Wooley spent three semesters, sans basketball, at an Alabama college, returned home and joined the workforce.
A two-day gig found him as a non-speaking extra in the Tyler Perry film "Madea Family Reunion," in which he portrayed ... a basketball player. Wooley remembers Perry as physically fit but no LeBron James in high-tops: "He couldn't hit a shot."
All along, Wooley aspired to become a real-life player. But the calendar's pages were flipping fast, threatening to age him out.
"I didn't know which way life was going for me," he said.
Then Wooley discovered Atlanta Christian in East Point, with a religious curriculum and spiritual environment that suited him.
In his second game last season, Wooley filled in for an ailing starter and scored 28 points. Next outing, he was back on the bench.
"I was a freshman," he said. "I knew my time was going to come."
It came soon enough for Wooley to be named the south region's rookie of the year in Division II of the National Christian Collegiate Athletic Association. This season, his 17.3 points per game have the Chargers (14-9) in line for a NCCAA tournament berth.
Wooley works hard at it. Each day, he walks a few dozen steps from the dorm to the gym and renews acquaintances with Dr.

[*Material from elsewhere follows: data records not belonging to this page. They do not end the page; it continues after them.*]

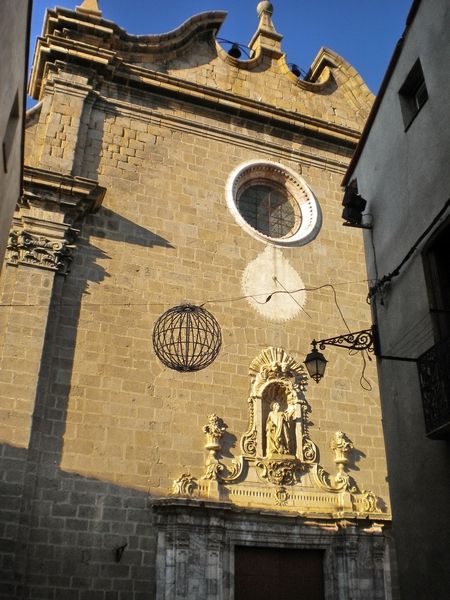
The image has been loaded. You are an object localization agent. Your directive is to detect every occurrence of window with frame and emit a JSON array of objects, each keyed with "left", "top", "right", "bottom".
[{"left": 399, "top": 59, "right": 428, "bottom": 130}]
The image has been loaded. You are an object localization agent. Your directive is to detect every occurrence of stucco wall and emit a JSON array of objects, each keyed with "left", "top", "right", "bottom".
[{"left": 354, "top": 0, "right": 450, "bottom": 599}]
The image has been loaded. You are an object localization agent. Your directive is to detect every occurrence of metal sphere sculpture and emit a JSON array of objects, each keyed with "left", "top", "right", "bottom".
[{"left": 153, "top": 304, "right": 222, "bottom": 372}]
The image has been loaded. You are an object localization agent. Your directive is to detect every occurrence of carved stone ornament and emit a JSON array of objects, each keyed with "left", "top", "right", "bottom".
[
  {"left": 172, "top": 348, "right": 388, "bottom": 520},
  {"left": 6, "top": 224, "right": 78, "bottom": 275}
]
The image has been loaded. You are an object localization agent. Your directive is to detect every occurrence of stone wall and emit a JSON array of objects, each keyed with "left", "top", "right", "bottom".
[{"left": 1, "top": 4, "right": 389, "bottom": 600}]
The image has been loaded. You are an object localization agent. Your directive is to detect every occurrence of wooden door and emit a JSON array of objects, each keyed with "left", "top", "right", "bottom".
[{"left": 234, "top": 546, "right": 325, "bottom": 600}]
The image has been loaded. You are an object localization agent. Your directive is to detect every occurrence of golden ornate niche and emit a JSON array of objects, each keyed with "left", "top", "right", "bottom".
[{"left": 172, "top": 347, "right": 387, "bottom": 520}]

Dish, the machine that spits out basketballs for shooting practice. He typically launches several hundred; once, he counted to 3,500.
"I wish everybody had his work ethic," Wilson said.
Against Emmanuel College, a member of the loftier NAIA, halftime arrived with Wooley scoreless and clueless. He asked Wilson for advice.
"Just hit a shot," the coach told him. "It'll get you going."
During the second half and overtime, Wooley got into a just-me-and-Dr.-Dish mode. He torched the Emmanuel defense for 34 points.
Wild-and-Wooley basketball has carried over to the Lady Chargers. Kid sister Phylissa starts at guard, having given up a partial scholarship after one season at Tennessee Temple. Big brother's recruiting efforts affirms his appreciation for Atlanta Christian, which provides no athletic grants-in-aid.
If another school dangled a scholarship, Wooley would consider it but said, "It would be extremely hard for me to leave. I love it here."
Here is barely three miles from Southwest Atlanta Christian, the jumping-off point of Wooley's post-high school wanderings. The course of his journey wouldn't be recommended by MapQuest, but sometimes a round-about way can be the most satisfying.